Monday, December 20, 2010

Big Brother has arrived. You just didn't notice it.

Suspicious Activity Report N03821 says a local law enforcement officer observed "a suspicious subject . . . taking photographs of the Orange County Sheriff Department Fire Boat and the Balboa Ferry with a cellular phone camera." The confidential report, marked "For Official Use Only," noted that the subject next made a phone call, walked to his car and returned five minutes later to take more pictures. He was then met by another person, both of whom stood and "observed the boat traffic in the harbor." Next another adult with two small children joined them, and then they all boarded the ferry and crossed the channel.

All of this information was forwarded to the Los Angeles fusion center for further investigation after the local officer ran information about the vehicle and its owner through several crime databases and found nothing.

Authorities would not say what happened to it from there, but there are several paths a suspicious activity report can take:

At the fusion center, an officer would decide to either dismiss the suspicious activity as harmless or forward the report to the nearest FBI terrorism unit for further investigation.
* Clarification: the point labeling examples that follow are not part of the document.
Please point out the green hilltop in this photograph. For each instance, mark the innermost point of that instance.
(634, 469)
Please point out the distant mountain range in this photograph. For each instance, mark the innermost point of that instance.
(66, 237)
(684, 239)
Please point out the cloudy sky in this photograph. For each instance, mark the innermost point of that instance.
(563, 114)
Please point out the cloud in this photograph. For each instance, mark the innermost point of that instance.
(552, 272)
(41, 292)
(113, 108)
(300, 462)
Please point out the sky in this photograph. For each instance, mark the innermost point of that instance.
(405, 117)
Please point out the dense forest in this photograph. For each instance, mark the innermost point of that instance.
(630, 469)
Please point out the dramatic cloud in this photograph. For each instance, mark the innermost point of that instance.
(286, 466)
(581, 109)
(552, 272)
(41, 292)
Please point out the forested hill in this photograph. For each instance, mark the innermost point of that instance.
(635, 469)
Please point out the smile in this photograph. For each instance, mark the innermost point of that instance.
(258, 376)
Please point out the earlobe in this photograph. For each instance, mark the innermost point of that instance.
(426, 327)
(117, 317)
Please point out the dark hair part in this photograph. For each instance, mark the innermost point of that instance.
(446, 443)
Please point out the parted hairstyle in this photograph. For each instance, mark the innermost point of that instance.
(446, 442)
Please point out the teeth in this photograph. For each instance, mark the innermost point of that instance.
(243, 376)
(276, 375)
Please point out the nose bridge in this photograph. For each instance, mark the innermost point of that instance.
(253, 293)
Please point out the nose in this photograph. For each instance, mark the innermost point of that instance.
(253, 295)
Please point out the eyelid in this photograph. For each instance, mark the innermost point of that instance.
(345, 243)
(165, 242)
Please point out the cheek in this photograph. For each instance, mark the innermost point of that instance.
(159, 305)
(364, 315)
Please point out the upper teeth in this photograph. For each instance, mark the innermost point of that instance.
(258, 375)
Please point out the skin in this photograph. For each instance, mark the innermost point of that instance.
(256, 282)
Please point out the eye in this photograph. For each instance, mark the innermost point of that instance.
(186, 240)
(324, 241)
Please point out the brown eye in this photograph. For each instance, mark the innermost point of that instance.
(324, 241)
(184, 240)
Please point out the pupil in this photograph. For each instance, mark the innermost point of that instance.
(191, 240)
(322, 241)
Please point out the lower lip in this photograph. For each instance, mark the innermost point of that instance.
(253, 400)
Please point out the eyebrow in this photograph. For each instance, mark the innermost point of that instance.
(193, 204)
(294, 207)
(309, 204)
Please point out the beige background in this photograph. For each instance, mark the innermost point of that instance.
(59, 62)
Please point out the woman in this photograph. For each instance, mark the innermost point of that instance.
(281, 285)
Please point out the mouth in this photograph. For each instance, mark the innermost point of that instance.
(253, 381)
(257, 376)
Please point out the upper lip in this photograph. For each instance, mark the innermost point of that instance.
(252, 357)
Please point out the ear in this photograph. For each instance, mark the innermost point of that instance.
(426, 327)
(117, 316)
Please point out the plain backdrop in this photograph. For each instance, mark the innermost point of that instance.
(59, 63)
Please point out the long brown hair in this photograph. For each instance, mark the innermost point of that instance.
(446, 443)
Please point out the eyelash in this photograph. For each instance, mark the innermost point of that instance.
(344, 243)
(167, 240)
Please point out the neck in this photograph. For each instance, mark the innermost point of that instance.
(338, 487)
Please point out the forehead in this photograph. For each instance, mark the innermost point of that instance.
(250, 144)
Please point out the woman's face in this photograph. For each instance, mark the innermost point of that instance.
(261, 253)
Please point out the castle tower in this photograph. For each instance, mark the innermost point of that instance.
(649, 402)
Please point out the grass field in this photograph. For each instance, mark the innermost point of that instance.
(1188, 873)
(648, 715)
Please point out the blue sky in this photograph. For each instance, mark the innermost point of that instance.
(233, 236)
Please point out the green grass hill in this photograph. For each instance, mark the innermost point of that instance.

At that unit, it would immediately be entered into the Guardian database, at which point one of three things could happen:

The FBI could collect more information, find no connection to terrorism and mark the file closed, though leaving it in the database.

It could find a possible connection and turn it into a full-fledged case.

Or, as most often happens, it could make no specific determination, which would mean that Suspicious Activity Report N03821 would sit in limbo for as long as five years, during which time many other pieces of information about the man photographing a boat on a Sunday morning could be added to his file: employment, financial and residential histories; multiple phone numbers; audio files; video from the dashboard-mounted camera in the police cruiser at the harbor where he took pictures; and anything else in government or commercial databases "that adds value," as the FBI agent in charge of the database described it.

That's from the Washington Post's blockbuster story this morning about the rise of a national security state that collects ever-more information about even the innocuous activities of its citizens.

I wonder what the Tea Party response will be to this. They shout a Iot about tyranny when it comes to marginal tax rates and helping poor people access health care, so -- to me, anyway -- it would be consistent of them to raise alarms about a burgeoning police state. I don't expect that to actually happen, though.

But for what it's worth, I don't think this means that Barack Obama himself is a tyrant. I just think the system itself is increasingly intrusive -- disproportionate to the gains in safety that we'll get. We'll be a free market society with a citizenry tightly under wraps. Welcome to Singapore.